Varazze, 27 Novembre 1912.





xlvii       Non tanto silenzio: puoi leggere "Del 'Futurismo'" su La Ragione, Roma 14 marzo 1909, in cui pregava la critica benevola e maligna di non confondermi a posta colli altri che volevano essere i miei fratelli.



xlviii      A pensarci bene posso anche assolvere della confusione i Futuristi, che affondarono Il Verso Libero come loro assisi, col riguardare alla oscurità e alla originalità del medesimo, per cui tutte le esegesi, anche le opposte e contradittorie, si possono tener buone, al dir de' critici di quel volume. Ciò sarebbe a mio vantaggio, assicurandomi aver io fatto opera di vita più che di letteratura; cioè aver io dato assetto ad una tendenza universale, come universale fu quella del romanticismo, sotto cui si denominarono Chateaubriand e Victor Hugo. Ma mi è doveroso insistere, che, se la mia esistenza ed il mio carattere diedero Il Verso Libero, un libro le cui continuità verranno riassunte e comprese nel secolo venturo, il XXJ – come capitò all'opera di Stendhal – da questo libro i Futuristi non estrassero che parole male armonizzate, e cioè i loro manifesti tecnici, in cui è difficile comprendere qualche cosa che viva oltre la sera di quest'oggi.



xlix        Mi vengono a dire che la condizione vitale dell'Eroe moderno stà nel dispregio alla donna: una illusione, espressa con una calunnia verso sé stesso –come uomo–, con una bestemia, verso la donna. Condizione vitale dell'Eroe è intensificare l'umanità, la quale si esprime, in germe, biologicamente, dal coito. Volete voi sopprimere il secondo termine dall'amplesso? Provatevi a procreare senza fornice ed utero: anche l'umana divinità non vuole l'assurdo: dunque: calunnia e bestemia. Nel caso specialissimo, sentir dire da D'Annunzio: "Dispregio alla donna" è ridicolamente assurdo; perché egli, al posto del cervello ha tutt'ora il sesso, e tutto quanto ha voluto fare si è per l'appetito disordinato del medesimo, per essere un Don Juan modernissimo della carnalità decadente. E mi soggiungerete: "E però oggi va formulando una nuova teoria della santità". Benissimo; ciò riprova il mio assunto: che è l'ascetismo se non la lussuria in tensione ed in potenza, cerebrata? Che significano le sante Caterine, le sante Terese, le sante Marie Alacoque, se non delle eccellentissime erotiche, deviate dall'azione pandemia sessuale, per essersi dedicate alla abberrazione singolare della verginità isterica a profitto del nulla, cioè, dell'imagine di un idolo? Se allo psichiatra chiederete le affinità mentali e patologiche delle sante, egli dovrà additarvi quelle che ha riscontrato nelle grandi cortigiane: e perciò sia l'una che l'altra categoria è benemerita della letteratura, la quale ne abusò.

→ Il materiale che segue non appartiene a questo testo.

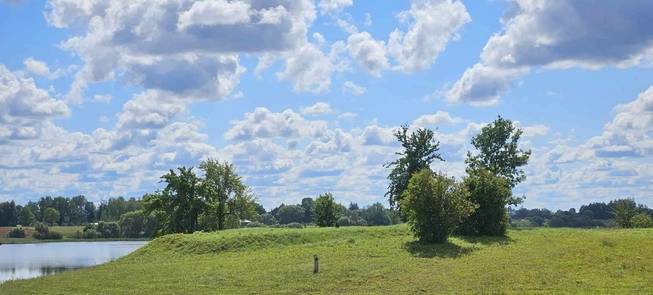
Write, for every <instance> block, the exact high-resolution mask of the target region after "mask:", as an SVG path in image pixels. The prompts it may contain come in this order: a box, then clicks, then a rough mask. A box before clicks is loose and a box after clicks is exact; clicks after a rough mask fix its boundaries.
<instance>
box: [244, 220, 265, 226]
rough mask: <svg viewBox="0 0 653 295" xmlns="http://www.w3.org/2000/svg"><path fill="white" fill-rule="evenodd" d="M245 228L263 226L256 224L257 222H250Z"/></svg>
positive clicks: (259, 224)
mask: <svg viewBox="0 0 653 295" xmlns="http://www.w3.org/2000/svg"><path fill="white" fill-rule="evenodd" d="M246 227H265V224H263V223H260V222H257V221H252V222H250V223H248V224H247V225H246Z"/></svg>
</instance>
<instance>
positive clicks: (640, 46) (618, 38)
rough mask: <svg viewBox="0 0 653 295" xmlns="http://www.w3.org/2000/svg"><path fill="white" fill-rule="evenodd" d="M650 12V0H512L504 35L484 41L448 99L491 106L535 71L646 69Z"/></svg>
mask: <svg viewBox="0 0 653 295" xmlns="http://www.w3.org/2000/svg"><path fill="white" fill-rule="evenodd" d="M588 7H591V9H587V8H588ZM651 10H653V3H652V2H649V1H630V2H625V3H622V2H614V1H599V2H596V1H590V0H581V1H577V0H564V1H546V0H535V1H533V0H515V7H514V9H513V11H511V13H510V14H509V15H508V17H507V18H506V19H505V20H504V21H503V23H504V27H503V29H502V31H501V32H500V33H497V34H495V35H493V36H492V37H491V38H490V39H489V40H488V42H487V44H486V45H485V47H484V48H483V51H482V52H481V61H480V62H479V63H478V64H476V65H475V66H473V67H472V68H470V69H467V70H466V71H465V73H464V74H463V76H462V77H461V78H460V79H459V80H458V81H457V82H456V83H455V84H454V85H453V87H452V88H451V90H450V91H449V92H448V94H447V98H448V99H449V100H450V101H455V102H471V103H476V104H492V103H495V102H496V101H497V100H498V98H499V97H500V96H501V95H502V94H503V93H504V92H505V91H507V90H508V89H509V88H510V86H511V84H512V81H513V80H515V79H516V78H518V77H520V76H522V75H524V74H526V73H527V72H528V71H529V69H530V68H533V67H546V68H570V67H580V68H588V69H596V68H601V67H606V66H616V67H630V66H636V65H650V63H651V61H653V29H651V28H653V20H652V19H651V17H650V11H651Z"/></svg>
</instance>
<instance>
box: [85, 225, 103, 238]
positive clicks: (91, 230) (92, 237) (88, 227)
mask: <svg viewBox="0 0 653 295" xmlns="http://www.w3.org/2000/svg"><path fill="white" fill-rule="evenodd" d="M99 236H100V235H99V234H98V232H97V230H95V227H94V226H91V227H89V226H87V227H86V228H84V231H83V232H82V238H83V239H97V238H98V237H99Z"/></svg>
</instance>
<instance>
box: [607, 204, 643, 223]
mask: <svg viewBox="0 0 653 295" xmlns="http://www.w3.org/2000/svg"><path fill="white" fill-rule="evenodd" d="M611 203H612V207H613V210H614V221H615V223H617V225H618V226H619V227H622V228H631V227H633V220H632V219H633V217H635V215H637V203H635V200H633V199H619V200H615V201H613V202H611Z"/></svg>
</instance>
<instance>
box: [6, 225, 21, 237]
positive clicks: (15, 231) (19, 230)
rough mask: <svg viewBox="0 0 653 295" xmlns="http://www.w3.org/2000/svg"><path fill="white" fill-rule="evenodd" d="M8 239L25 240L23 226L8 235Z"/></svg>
mask: <svg viewBox="0 0 653 295" xmlns="http://www.w3.org/2000/svg"><path fill="white" fill-rule="evenodd" d="M7 237H10V238H24V237H25V229H24V228H23V227H22V226H17V227H15V228H13V229H12V230H11V231H9V233H7Z"/></svg>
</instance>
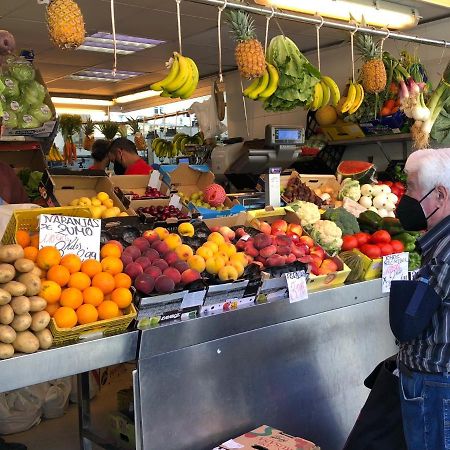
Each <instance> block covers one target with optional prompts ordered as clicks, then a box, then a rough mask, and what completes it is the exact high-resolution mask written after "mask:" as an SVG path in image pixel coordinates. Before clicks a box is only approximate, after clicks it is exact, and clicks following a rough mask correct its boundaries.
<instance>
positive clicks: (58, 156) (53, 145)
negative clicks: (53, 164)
mask: <svg viewBox="0 0 450 450" xmlns="http://www.w3.org/2000/svg"><path fill="white" fill-rule="evenodd" d="M47 159H48V160H49V161H52V162H57V161H58V162H59V161H64V157H63V155H61V153H60V151H59V150H58V147H56V145H55V144H53V145H52V146H51V148H50V151H49V152H48V156H47Z"/></svg>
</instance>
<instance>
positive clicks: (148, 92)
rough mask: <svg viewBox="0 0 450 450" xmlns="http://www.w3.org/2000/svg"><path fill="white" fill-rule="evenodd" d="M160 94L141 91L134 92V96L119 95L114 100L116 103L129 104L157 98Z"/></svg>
mask: <svg viewBox="0 0 450 450" xmlns="http://www.w3.org/2000/svg"><path fill="white" fill-rule="evenodd" d="M160 94H161V92H159V91H142V92H136V93H134V94H128V95H121V96H119V97H117V98H115V99H114V101H115V102H116V103H119V104H120V103H130V102H135V101H137V100H143V99H145V98H150V97H157V96H158V95H160Z"/></svg>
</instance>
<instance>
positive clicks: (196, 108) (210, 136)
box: [190, 87, 227, 139]
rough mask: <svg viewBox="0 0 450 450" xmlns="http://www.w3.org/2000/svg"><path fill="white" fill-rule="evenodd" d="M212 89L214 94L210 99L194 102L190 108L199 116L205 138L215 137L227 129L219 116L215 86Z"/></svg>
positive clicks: (199, 118)
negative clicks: (217, 106) (218, 117)
mask: <svg viewBox="0 0 450 450" xmlns="http://www.w3.org/2000/svg"><path fill="white" fill-rule="evenodd" d="M212 91H213V92H212V95H211V97H210V98H209V99H208V100H205V101H203V102H201V103H199V102H194V103H193V104H192V105H191V107H190V110H192V112H194V113H195V116H196V117H197V120H198V125H199V128H200V130H201V131H202V132H203V135H204V136H205V139H213V138H215V137H216V136H219V135H220V134H222V133H223V132H225V131H226V130H227V127H226V125H224V124H223V123H222V122H220V120H219V119H218V118H217V106H216V100H215V99H214V87H213V88H212Z"/></svg>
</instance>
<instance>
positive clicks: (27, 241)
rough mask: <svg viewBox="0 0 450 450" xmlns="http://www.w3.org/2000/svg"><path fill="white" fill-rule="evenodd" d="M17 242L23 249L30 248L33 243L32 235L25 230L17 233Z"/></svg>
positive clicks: (16, 240) (16, 238)
mask: <svg viewBox="0 0 450 450" xmlns="http://www.w3.org/2000/svg"><path fill="white" fill-rule="evenodd" d="M16 242H17V243H18V244H19V245H20V246H21V247H22V248H25V247H28V246H29V245H30V243H31V237H30V233H28V231H24V230H17V231H16Z"/></svg>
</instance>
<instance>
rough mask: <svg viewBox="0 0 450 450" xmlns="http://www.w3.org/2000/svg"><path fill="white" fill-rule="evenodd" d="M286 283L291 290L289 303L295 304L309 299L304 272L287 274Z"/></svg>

l           Ma bisogna aggiungervi il senso d'ammirazione che ne prova il Marinetti nel rimirarlo:

            "Quante volte io ho presa la penna, per esercitare la mia ironia sull'opera di Gabriele D'Annunzio, ed altrettanto mi è scivolata furbamente tra le dita allo spettacolo incantatore e sempre divertente della sua vita colorata arlecchinescamente da tutti i raggi della fortuna. Di fatti, al solo vederlo ti disarma la satira ed il sarcasmo, tu fossi il nemico, il detrattore sistematico e senza pietà. No, io non son tra questi; io non posso salutare l'autore del Fuoco senza adorare, con voluttà, il misterioso profumo di inconscia fortuna e di voluta furberia che sorge dal suo gesto feminile. Subito, al primo conoscerlo, fui penetrato dall'incanto che emana il suo corpo vibrante ed onduloso, dalle infantili elasticità di giovane arbusto primaverile; dal suo corpo acido di eterno adolescente, cui la scintillante calvizie ed il rossiccio delle guancie asciutte, i sei peli de' suoi mustacchi ed i tre crin fulvi della barbetta non fanno mai invecchiare". – Pag. 183-84 –.

            Marinetti col suo gusto impertinente, direi quasi di omosessualità, può compiacersi di questo omarino: io vi trovo qualche cosa di vipereo, di troppo agile saettatore che si storce e riesce, comunque, se pur l'hai ghermito, a morderti la mano avvelenandotela: può essere ciò una dote eccezionale che fa dell'Imaginifico anche un unico operatore di voluttà, per cui le dame si smemorano in lui, succhiandogli il quadruplice spasimo fantasiato: ma questo troppo, questo eccesso, che persiste anche nella sua lettura, è però idiosincratico colla mia secchezza, col mio poco fremere, ed assai ragionare, donde repugno.